Southern Oregon Will Play Pivotal Role in Oregon's Branding
- Regions that rely on one wine can suffer when that grape goes out of favor. "There is a folly to hitching your wagon to one varietal," said Martin, who owns Troon Vineyard in Grants Pass and sells zinfandel, cabernet sauvignon, cabernet franc, syrah, viognier, sauvignon blanc and blended wines.
- "Southern Oregon is our insurance policy," said Joe Dobbes, one of the state's larger producers with Dobbes Family Estate wines and the lower-cost Wine by Joe.
- "The quality of the grapes has improved over time," Dobbes said. "They are planting the right grapes and clones in the right spots. It takes time to figure that out."
- "It was the best conference I've been to in the industry," said Christine Collier, a former Willamette Valley Vineyards employee who now works for Troon and bottles tempranillo under her own label, God King Slave. "It felt so collaborative and 'brand Oregon,' instead of 'brand Willamette Valley.' "
- Speaker Rob McMillan, founder of Silicon Valley Bank's wine division, predicts a 7 to 11 percent growth in the fine wine category across the nation and said that Oregon is getting back in balance between supply and demand. Kurt Lotspeich of Trium wines in Talent said it was the most positive report he's heard in five years.
- Southern Oregon University climatologist Greg Jones gave a presentation on last year's tough harvest and his forecast that this will be a "recovery" year with a warmer summer. Afterward, he was standing in the middle of the convention hall amid a sea of 140 vendors.
- SOWA's Martin said that direct-to-consumer sales have increased 50 percent in Oregon. "That's impressive," he said, "but there is a limit to that. It won't keep growing at that rate. So we have to go on the road and take the conversation to the next step, that we make great pinot noir, but also other varietals."

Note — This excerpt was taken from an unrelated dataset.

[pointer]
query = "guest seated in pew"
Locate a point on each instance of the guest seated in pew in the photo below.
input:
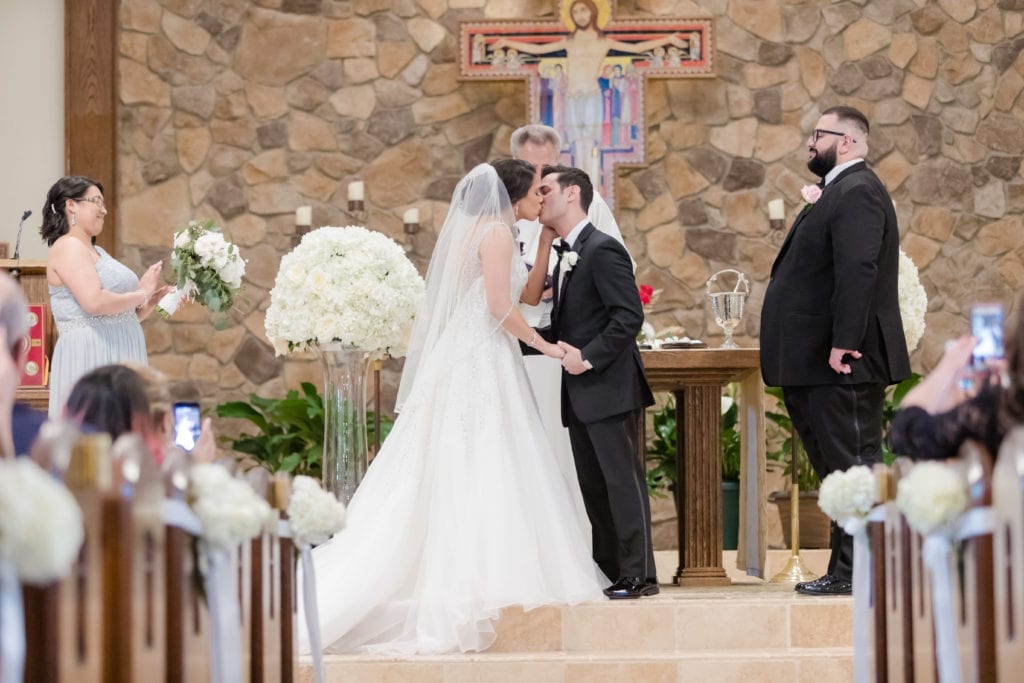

- Sam Tannahill of A to Z Wineworks in Dundee, who buys sangiovese from Del Rio Vineyards as well as pinot noir and pinot gris from the Moores and Aguila Vineyard, spoke at Wednesday's general session called Oregon Wine in the Eyes of the World. "People like diversity," he told the audience. "They don't want to drink pinot noir every day of the week. If they like the wines of Oregon and they don't feel like a pinot noir, they will try a syrah, pinot gris or chardonnay."